Berarti inisiatif dan kreatif pegawai di Sekretariat Pemerintah Kota
Makassar yang telah mendapatkan promosi jabatan, baik di tinjau dari kesadaran dan wawasan yang dimilikinya, sedang pengaruhnya terhadap semangat kerja mereka. Hal ini di karenakan inisiatif dan kreatif merupakan poin terpenting dalam menghidupkan semangatnya untuk bekerja.
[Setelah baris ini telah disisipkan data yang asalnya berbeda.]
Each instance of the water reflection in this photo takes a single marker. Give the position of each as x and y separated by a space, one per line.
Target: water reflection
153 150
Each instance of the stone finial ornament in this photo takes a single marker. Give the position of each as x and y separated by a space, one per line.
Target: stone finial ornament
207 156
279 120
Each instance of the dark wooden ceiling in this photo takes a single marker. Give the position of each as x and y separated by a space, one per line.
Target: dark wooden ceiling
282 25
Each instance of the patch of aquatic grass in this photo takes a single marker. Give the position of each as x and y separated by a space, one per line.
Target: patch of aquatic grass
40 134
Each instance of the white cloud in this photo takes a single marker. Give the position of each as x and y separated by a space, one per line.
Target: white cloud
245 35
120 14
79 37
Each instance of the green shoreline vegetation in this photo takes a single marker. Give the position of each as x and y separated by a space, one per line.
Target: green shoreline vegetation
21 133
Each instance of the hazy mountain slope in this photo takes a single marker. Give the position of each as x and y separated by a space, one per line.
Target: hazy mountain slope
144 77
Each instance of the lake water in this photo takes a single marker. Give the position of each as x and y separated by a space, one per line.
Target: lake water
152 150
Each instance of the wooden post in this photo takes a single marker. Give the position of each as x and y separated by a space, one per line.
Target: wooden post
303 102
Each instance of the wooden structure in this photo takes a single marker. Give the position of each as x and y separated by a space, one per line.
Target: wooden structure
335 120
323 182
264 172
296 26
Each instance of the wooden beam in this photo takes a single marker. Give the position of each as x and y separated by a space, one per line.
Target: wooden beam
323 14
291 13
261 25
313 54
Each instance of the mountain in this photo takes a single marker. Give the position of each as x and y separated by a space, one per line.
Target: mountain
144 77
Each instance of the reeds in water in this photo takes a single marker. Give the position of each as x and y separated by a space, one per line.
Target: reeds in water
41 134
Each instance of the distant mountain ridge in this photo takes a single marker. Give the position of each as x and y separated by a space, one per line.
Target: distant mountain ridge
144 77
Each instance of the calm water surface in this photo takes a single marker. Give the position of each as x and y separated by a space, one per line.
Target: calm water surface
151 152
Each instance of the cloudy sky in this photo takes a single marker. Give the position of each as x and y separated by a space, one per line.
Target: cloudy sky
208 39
3. Pengaruh Secara Simultan Promosi Jabatan Terhadap Produktivitas Dan Semangat Kerja Di Sekretariat Pemerintah Kota Makassar a. Pengaruh Promosi Jabatan (X) Terhadap Produktivitas Kerja
(Y1)
Berdasarkan hasil penelitian diperoleh bahwa promosi jabatan (X) terhadap produktivitas kerja (Y1) memiliki pengaruh yang besar. Berarti pegawai di Sekretariat Pemerintah Kota Makassar yang telah mendapatkan promosi jabatan, besar pengaruhnya terhadap produktivitas kerja mereka. Hasil penelitian ini searah dengan pernyataan yang dikemukakan oleh Abdurrahman (2009:101), bahwa promosi jabatan merupakan perkembangan yang positif dari seorang pekerja atau pegawai karena tugasnya dinilai baik oleh pejabat yang berwenang. Jika ada kesempatan untuk dipromosikan bagi setiap karyawan yang berdasarkan atas asas keadilan dan objektivitas akan mendorong karyawan bekerja lebih giat, semangat, berdisiplin dan berprestasi kerja yang semakin besar sehingga sasaran perusahaan yang optimal dapat dicapai.
Pernyataan tersebut juga diperkuat dengan adanya penelitian terdahulu dari Fani Rismayanti, Faizal Mulia dan Kokom Komariah (2019) Peran promosi jabatan terhadap peningkatan produktivitas kerja
karyawan (study pada PT. Star Comgistic Indonesia Kabupaten Sukabumi), hasil penelitian menunjukkan bahwa terdapat pengaruh positif dan signifikan antara promosi jabatan (X) terhadap produktivitas kerja (Y).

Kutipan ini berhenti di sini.